6.13.2011

Saab in €245m equity deal with Youngman

Financial Times, June 13, 2011

The company that owns Saab, the struggling Swedish carmaker, said it had reached agreement with two Chinese companies on a €245m deal to distribute and produce cars in China.

Zhejiang Youngman Lotus Automobile will take a 29.9 per cent interest in Spyker Cars, which owns Saab Automobile, for €136m, alongside dealership group Pang Da Automobile Trade Co, which signed an agreement in May to distribute and produce Saab’s cars in China, Spyker said on Monday.

Amsterdam-based Spyker had previously said it planned to add a third partner to a Chinese-bankrolled plan to rescue Saab by selling and producing its cars in the world’s largest car market.

Spyker said on Monday that it had signed a memorandum of understanding on the tripartite deal, and that it was subject to regulatory approval.

Automotive analysts in China were sceptical that authorities there would allow the deal to go ahead. Pang Da entered the frame after a proposed earlier deal with Hawtai, another Chinese carmaker, collapsed.

Foreign investments by Chinese companies are subject to approval by at least three government agencies, including the country’s National Development and Reform Commission, which recently has become stricter about the companies which it allows to set up joint ventures or plants.

Bill Russo, head of Synergistics, a Beijing auto consultancy, said: “Going public before doing the political engineering is generally not a pathway to success in China”.

Pang Da signed an MOU in May that would have seen the Chinese company pay €65m to take 24 per cent of Spyker on a fully diluted basis. With Youngman entering as a new shareholder in Saab’s owner, Pang Da will still take a 24 per cent stake, but raise its investment to €109m.

The three companies will set up joint ventures to distribute and produce vehicles under Saab’s brand and a new marque to be owned by the venture.

The partners will take stakes of about a third each in the distribution joint venture. Saab and Youngman would each take 45 per cent of the manufacturing tie-up, with Pang Da holding the remaining 10 per cent.

Separately, Saab said on Monday it was in talks to raise more cash by selling and leasing back its property, and would announce a deal shortly.

Saab, which employs about 3,700 people, has halted the line at its plant in Trollhättan, north of Gothenburg, several times since March because of problems paying its suppliers.

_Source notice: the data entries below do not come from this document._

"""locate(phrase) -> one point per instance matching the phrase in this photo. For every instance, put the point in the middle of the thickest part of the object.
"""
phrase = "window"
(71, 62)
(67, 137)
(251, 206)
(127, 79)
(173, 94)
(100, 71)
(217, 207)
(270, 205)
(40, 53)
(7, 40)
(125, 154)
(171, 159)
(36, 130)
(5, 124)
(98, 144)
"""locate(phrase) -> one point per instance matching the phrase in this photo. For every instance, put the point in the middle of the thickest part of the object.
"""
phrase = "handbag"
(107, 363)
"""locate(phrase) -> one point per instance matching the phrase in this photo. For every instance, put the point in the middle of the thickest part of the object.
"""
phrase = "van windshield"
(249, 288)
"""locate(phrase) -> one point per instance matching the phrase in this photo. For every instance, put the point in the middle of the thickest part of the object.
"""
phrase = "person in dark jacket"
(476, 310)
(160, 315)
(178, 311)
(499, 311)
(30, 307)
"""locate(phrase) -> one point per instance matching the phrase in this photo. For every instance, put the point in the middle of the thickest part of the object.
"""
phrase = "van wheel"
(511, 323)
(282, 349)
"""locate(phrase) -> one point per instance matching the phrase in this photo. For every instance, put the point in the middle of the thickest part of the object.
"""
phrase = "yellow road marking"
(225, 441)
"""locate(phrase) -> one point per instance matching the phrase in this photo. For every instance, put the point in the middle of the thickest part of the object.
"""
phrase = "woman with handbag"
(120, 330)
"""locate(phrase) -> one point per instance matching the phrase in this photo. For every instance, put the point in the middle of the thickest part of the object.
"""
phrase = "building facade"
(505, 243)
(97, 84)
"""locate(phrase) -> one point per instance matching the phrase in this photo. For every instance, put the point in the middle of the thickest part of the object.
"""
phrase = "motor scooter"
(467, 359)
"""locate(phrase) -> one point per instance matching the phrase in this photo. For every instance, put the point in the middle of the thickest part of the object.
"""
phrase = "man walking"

Last week it stopped production again as it sought to shore up a consistent flow of parts.

The brand sold fewer than 32,000 cars last year.

Youngman produces buses and some cars for Lotus, the British niche sports car maker.

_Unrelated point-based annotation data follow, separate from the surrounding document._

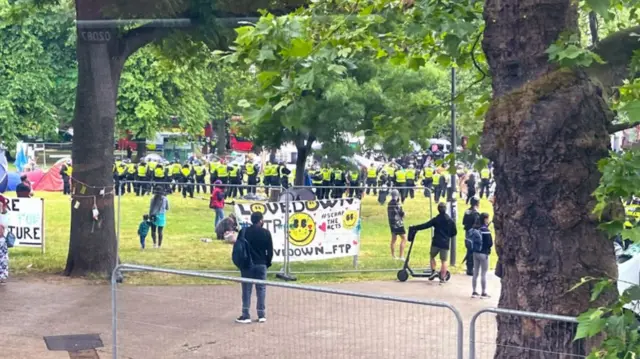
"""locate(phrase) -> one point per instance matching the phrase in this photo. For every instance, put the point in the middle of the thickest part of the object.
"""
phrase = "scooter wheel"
(403, 275)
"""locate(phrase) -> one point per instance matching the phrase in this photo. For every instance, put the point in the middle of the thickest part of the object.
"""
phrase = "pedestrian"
(143, 229)
(443, 229)
(23, 189)
(4, 248)
(396, 223)
(481, 253)
(471, 187)
(261, 252)
(217, 201)
(227, 229)
(66, 171)
(468, 221)
(157, 214)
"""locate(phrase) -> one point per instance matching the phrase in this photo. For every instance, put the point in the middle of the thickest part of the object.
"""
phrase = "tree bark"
(545, 132)
(92, 246)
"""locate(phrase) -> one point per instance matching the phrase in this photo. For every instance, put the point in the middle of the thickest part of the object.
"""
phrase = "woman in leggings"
(481, 257)
(157, 213)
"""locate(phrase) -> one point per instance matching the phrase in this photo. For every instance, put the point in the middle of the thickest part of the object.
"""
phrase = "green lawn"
(189, 220)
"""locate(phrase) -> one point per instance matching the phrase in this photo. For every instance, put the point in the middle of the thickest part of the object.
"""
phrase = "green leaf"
(590, 323)
(300, 48)
(601, 7)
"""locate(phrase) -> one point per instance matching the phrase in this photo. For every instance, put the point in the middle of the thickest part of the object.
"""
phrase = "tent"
(13, 181)
(3, 172)
(51, 181)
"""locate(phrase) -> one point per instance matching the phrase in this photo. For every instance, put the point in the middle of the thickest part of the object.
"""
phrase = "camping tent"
(51, 181)
(3, 172)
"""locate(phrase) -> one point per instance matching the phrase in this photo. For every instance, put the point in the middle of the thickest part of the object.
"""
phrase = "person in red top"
(217, 201)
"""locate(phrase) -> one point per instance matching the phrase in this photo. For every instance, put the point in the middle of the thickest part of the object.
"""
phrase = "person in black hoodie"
(481, 257)
(261, 246)
(468, 221)
(443, 229)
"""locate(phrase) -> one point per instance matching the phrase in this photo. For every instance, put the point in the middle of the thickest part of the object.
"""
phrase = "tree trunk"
(545, 132)
(141, 149)
(92, 246)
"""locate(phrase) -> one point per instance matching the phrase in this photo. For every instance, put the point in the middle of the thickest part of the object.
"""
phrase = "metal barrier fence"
(373, 254)
(527, 335)
(302, 321)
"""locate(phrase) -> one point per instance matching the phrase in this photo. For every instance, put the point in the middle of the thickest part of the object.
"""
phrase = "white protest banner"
(25, 220)
(317, 229)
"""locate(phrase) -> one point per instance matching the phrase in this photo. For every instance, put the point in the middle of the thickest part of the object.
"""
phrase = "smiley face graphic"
(350, 219)
(302, 229)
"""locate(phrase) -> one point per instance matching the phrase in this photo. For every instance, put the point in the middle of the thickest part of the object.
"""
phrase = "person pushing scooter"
(443, 229)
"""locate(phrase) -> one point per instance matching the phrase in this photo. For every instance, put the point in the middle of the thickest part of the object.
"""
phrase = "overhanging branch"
(622, 126)
(617, 51)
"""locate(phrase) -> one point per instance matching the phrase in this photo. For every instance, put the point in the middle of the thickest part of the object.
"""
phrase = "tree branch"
(617, 51)
(622, 126)
(135, 39)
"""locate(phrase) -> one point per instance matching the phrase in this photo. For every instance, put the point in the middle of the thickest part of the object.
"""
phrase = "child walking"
(143, 229)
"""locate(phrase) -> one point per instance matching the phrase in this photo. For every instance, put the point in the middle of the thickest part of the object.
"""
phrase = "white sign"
(317, 229)
(25, 219)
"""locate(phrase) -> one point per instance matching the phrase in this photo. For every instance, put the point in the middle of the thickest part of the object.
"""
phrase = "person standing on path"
(481, 257)
(443, 229)
(261, 251)
(217, 202)
(157, 213)
(396, 223)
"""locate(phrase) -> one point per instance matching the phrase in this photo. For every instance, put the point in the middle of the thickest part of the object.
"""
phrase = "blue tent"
(4, 178)
(21, 158)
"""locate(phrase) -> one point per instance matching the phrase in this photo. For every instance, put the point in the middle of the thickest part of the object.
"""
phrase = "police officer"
(372, 177)
(159, 175)
(485, 181)
(213, 171)
(339, 182)
(130, 175)
(411, 180)
(252, 176)
(175, 175)
(142, 176)
(327, 179)
(284, 173)
(354, 183)
(235, 178)
(200, 172)
(186, 178)
(401, 183)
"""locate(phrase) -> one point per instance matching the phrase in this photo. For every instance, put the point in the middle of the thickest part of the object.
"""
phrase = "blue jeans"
(258, 271)
(219, 216)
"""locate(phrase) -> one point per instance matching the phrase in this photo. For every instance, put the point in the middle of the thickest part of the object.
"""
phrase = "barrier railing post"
(114, 313)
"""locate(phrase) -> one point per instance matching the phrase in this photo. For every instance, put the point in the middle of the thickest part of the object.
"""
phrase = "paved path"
(197, 321)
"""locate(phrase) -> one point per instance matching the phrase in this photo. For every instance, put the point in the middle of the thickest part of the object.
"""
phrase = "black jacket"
(261, 245)
(443, 230)
(469, 219)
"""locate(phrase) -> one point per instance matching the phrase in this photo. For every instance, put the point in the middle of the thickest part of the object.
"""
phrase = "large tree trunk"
(92, 246)
(545, 132)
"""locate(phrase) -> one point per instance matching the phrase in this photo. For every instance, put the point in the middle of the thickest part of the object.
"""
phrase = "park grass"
(189, 220)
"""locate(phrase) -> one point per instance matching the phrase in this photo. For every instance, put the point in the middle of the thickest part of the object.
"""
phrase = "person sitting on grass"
(443, 229)
(227, 229)
(143, 229)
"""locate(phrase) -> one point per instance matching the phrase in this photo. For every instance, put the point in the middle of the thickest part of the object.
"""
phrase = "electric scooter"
(406, 271)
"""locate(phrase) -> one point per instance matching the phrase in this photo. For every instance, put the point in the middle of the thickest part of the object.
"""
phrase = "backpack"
(473, 240)
(241, 253)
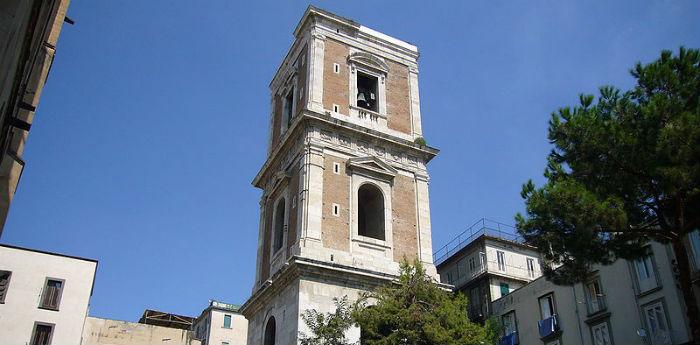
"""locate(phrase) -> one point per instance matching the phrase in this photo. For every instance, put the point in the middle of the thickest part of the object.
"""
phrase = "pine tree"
(625, 170)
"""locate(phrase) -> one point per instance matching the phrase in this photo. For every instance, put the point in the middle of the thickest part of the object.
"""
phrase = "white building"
(345, 183)
(221, 324)
(624, 303)
(487, 262)
(44, 297)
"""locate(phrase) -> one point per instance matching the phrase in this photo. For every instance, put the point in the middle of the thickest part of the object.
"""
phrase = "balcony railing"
(509, 339)
(596, 304)
(482, 227)
(548, 327)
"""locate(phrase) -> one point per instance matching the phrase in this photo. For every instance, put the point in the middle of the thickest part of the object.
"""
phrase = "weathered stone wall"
(335, 231)
(269, 228)
(283, 305)
(302, 72)
(398, 98)
(99, 331)
(335, 85)
(404, 218)
(293, 209)
(276, 120)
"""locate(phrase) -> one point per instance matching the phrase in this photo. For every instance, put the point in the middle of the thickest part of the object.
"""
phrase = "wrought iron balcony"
(548, 327)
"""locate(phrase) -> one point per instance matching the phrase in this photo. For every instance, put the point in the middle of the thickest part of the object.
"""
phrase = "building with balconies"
(486, 262)
(628, 302)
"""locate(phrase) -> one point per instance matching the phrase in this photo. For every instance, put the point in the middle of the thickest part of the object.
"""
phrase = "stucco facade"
(344, 185)
(113, 332)
(221, 324)
(488, 265)
(628, 302)
(46, 290)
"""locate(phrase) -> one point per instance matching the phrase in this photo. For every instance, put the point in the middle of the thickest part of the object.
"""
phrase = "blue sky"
(154, 122)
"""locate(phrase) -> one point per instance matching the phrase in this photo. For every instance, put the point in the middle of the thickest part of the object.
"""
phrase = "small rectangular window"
(547, 306)
(505, 289)
(367, 91)
(51, 297)
(601, 334)
(508, 322)
(501, 257)
(4, 284)
(42, 334)
(289, 107)
(595, 300)
(655, 316)
(645, 272)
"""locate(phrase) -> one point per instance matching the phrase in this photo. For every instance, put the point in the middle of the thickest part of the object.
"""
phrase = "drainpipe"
(578, 316)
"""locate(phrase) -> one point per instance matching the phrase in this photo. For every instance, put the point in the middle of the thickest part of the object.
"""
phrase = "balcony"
(481, 227)
(596, 304)
(548, 327)
(510, 339)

Yale Zhang, managing director of Automotive Foresight, an industry consultancy in Shanghai, said the deal had little chance of government approval because its small size contradicted the government’s oft-stated goal of forcing consolidation in the highly fragmented Chinese car industry.

Another analyst said that the proposed venture could face opposition because of a pre-existing deal under which Beijing Automotive Industry Corporation (BAIC) bought production equipment for two outgoing Saab models.

“Beijing is unlikely to give approval for a venture that will bring direct competition to BAIC”, said Namrita Chow, analyst with IHS Automotive.